When a consumer walks into a store, they typically have ideas as to what they want to buy. Vision, Vision Premium and Vision Ultimate designations are similar to “good”, “better” and “best” hardware configurations. What this will do is give the purchaser a much better idea of what they will get with any particular model, to help them decide if it is the right one for them.

Even without knowing a model number, people can compare models against each other by using the Vision designation. People don’t necessarily care about the tech terms, such as “gigabyte”. They want to be able to look at something, and just know it will work for them. With this program, it’s simple for an average computer user to figure out what is what, and what will do the job.

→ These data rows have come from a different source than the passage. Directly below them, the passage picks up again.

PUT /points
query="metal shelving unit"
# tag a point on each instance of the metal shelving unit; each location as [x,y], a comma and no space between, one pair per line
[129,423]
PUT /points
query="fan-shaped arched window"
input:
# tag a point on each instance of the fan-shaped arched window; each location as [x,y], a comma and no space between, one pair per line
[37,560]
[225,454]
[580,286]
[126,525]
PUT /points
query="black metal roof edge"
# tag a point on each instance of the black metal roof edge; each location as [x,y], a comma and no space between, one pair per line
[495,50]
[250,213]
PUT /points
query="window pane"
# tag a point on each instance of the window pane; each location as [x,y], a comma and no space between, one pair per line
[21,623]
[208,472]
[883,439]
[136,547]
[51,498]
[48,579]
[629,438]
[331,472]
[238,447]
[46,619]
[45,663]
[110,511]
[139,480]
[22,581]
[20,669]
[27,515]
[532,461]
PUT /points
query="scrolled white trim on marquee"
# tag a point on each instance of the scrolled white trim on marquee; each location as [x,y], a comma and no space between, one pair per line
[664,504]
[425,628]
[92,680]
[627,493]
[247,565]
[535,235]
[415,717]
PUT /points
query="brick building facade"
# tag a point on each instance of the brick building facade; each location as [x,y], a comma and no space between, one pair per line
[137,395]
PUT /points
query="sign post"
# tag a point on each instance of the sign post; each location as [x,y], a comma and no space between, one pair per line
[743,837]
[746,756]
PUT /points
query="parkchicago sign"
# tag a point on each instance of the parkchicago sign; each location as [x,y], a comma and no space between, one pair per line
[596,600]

For instance, let’s say a woman walks into the store and needs to buy a notebook that will allow her to surf the web and watch movies. The Vision line would be perfect for that. However, if she also needed to do some light video processing, she would be better off choosing the Vision Premium model. If she’s a power user who does a lot of processor-intensive work (or even a gamer), she’ll need to go with a machine designated with the Vision Ultimate tag.

This is the vision of Vision – to simplify the buying process, and make it more intuitive. AMD has been seeing very positive results with this program. People understand what they are trying to convey, and are using it to their advantage.

From what I’ve seen, I have to agree. Vision is fantastic, and I highly recommend using this system when you are looking to buy your next computer.

I appreciate the folks at AMD sponsoring my trip to SXSW, and giving me the opportunity to get important product information to our community.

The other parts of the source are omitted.